Gonzo: [After cocaine blows away in the wind] Did you see what GOD just did to us man! Duke: God didn't do that, you did! You're a fucking narcotics agent, I knew it. That was our cocaine you fucking pig, scum [swats at him with fly swatter] Pig, swine, whore! Gonzo: [Pointing gun at Duke] Better be careful. Plenty of vultures out here, they'll pick your bones clean by morning. Duke: You fucking whore... Gonzo: [holding up some acid] He he heeee, here's your half of the sunshine acid. Eat it. Duke: Yeah, all right sure. How long do I have? Gonzo: As your attorney I advise you to drive at top speed and it'll be a Goddamn miracle if we get there before you turn into some kind of wild animal. Are you ready for that? Checking into a Las Vegas hotel under a phony name with the intent to commit capital fraud on a head full of acid? I sure hope so...
[Duke and Gonzo have just picked up a hitch-hiker] Duke: There's one thing you should probably understand. CAN YOU HEAR ME? GOOD! I want you to have all the background. [gets in the backseat] This is a very ominous assignment - with overtones of extreme personal danger. I'm a Doctor of Journalism, man! This is important, goddamnit! This is a true story!... [Gonzo panics and swerves the car] Gonzo: Don't touch my fucking neck! [Duke puts an arm around the hitch-hiker] Duke: I want you to understand that this man at the wheel is my attorney. He's not just some dingbat I found on the strip, man. He's a foreigner. I think he's probably Samoan. But doesn't matter though, does it? Are you prejudiced? Hitchhiker: Hell no. Duke: I didn't think so. Because in spite of his race, this man is extremely valuable to me. Oh shit! I forgot about the beer! You want some? Hitchhiker: No. Duke: How 'bout some ether? Hitchhiker: What? Duke: Nevermind. Alright, let's get right to the heart of this thing.
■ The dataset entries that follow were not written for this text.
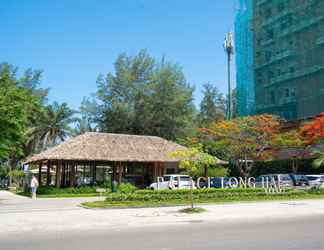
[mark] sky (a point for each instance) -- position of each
(73, 41)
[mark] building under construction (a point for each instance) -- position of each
(289, 57)
(286, 43)
(244, 58)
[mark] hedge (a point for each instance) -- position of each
(199, 194)
(76, 190)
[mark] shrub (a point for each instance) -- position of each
(126, 188)
(183, 195)
(70, 190)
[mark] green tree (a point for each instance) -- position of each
(18, 103)
(212, 106)
(54, 125)
(242, 140)
(145, 97)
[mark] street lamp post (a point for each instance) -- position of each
(229, 49)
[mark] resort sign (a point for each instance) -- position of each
(269, 183)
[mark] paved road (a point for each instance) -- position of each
(304, 234)
(61, 224)
(10, 203)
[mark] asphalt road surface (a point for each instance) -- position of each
(304, 233)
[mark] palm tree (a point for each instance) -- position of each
(53, 126)
(83, 125)
(319, 161)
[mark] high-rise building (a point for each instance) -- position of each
(289, 57)
(244, 58)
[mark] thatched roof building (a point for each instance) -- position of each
(104, 147)
(91, 157)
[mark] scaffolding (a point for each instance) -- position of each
(244, 58)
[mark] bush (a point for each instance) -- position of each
(199, 194)
(126, 188)
(72, 190)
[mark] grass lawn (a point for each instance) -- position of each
(67, 195)
(165, 203)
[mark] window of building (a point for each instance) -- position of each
(268, 55)
(287, 92)
(268, 12)
(270, 74)
(272, 97)
(270, 34)
(281, 7)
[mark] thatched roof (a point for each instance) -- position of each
(104, 147)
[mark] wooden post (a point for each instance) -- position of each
(94, 172)
(58, 174)
(155, 172)
(120, 172)
(114, 171)
(206, 171)
(72, 175)
(48, 175)
(63, 174)
(40, 174)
Gonzo: AHH! Medicine, medicine! Duke: Huh? Oh, medicine! Watch out, this man has a bad heart, angina pectoris, but don't worry we have a cure. (cracks open an amyl) Ok, big wiff, big wiff, sunny boy! [Gonzo inhales the amyl] Much better... Duke: Ahh, now for the doctor [he inhales the amyl]... eeeeeeeee... Ahh! [Pause] Gonzo: What the-? What the fuck are we doin out here in the middle of the desert? Somebody call the police, we need help, we need help, we need help [Slams the horn] Ah ha, ah ha, ah haha!
Car Salesman: Listen. You fellows haven't been drinking? Have you? Raoul Duke: No. Not me. We're responsible people. [Drives away with screeching tyres] Car Salesman: Goddamn it! You got my pen! Goddamn hippies!
Raoul Duke: I feel a bit lightheaded. Maybe you should drive. [Suddenly, there was a terrible roar all around us, and the sky was full with what looked like huge bats, all swooping and screeching and diving around the car, and a voice was screaming] Raoul Duke: Holy Jesus! What are these goddamn animals?! Dr. Gonzo: Did you say something? Raoul Duke: Hm? Never mind. It's your turn to drive.
Hippie: What's the trouble? Raoul Duke: Well, all this white stuff on my sleeve is LSD!
Raoul Duke: There was no sense in blowing everything away for the sake of some violent ape I'd never even met.
Raoul Duke: The possibility of physical and mental collapse is now very real. No sympathy for the devil; keep that in mind. Buy the ticket, take the ride.
Raoul Duke: Let's cut down to the brass tacks here... How much for the ape? Ape's Owner: How much you got?